Born: June 24, 1915, in Gilstead, Yorkshire, UK
Died: August 20, 2001, in Bournemouth, UK
Sir Fred Hoyle, FRS, was a British astronomer and science-fiction author. A graduate of Cambridge University, he worked for most of his life at the
Institute of Astronomy, in Cambridge, and was its director for a number of years.
On March 28, 1949, while speaking on BBC Radio on how the universe came into being, he used the phrase ‘big bang’ to describe the expanding universe
theory, first proposed by Monseigneur Georges Henri Lemaître in 1927, and then by Edwin Hubble in 1929.

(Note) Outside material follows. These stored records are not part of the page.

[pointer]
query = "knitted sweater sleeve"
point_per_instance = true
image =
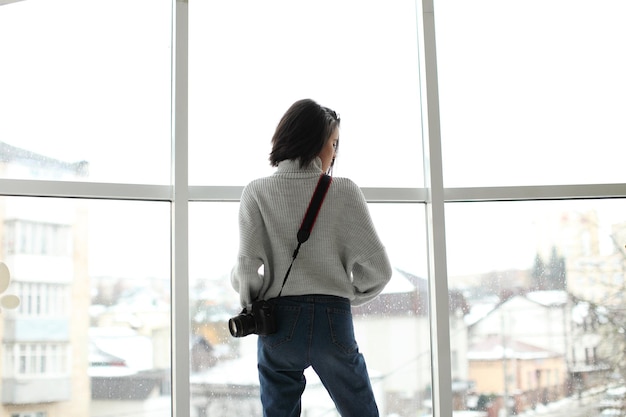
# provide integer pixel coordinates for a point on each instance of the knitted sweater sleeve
(367, 257)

Hoyle rejected this theory, believing that the universe was eternal and in a 'steady state'. Although the universe was expanding, he argued that matter
was at the same time being created to fill the gaps between galaxies, in a manner similar to a river – even though the water is perceived to be flowing
away (from the observer), it is constantly being replenished, and the overall river remains the same.
However, Hoyle’s Steady State theory did not find much support. Indeed, the theory became discredited in the 1960s when the discovery of cosmic microwave
background radiation provided proof of the Big Bang.
Hoyle’s greatest contribution to astronomy came in the 1950s when, together with William Alfred Fowler, Margaret Burbidge and Geoffrey Burbidge, he
developed the theory of Stellar Nucleosynthesis. As William Fowler later explained:
“The concept of nucleosynthesis in stars was first established by Hoyle in 1946. This provided a way to explain the existence of elements heavier than
helium in the universe, basically by showing that critical elements such as carbon could be generated in stars, and then incorporated in other stars and
planets when the original stars ‘die’. The new stars formed now start off with these heavier elements, and even heavier elements are formed from them.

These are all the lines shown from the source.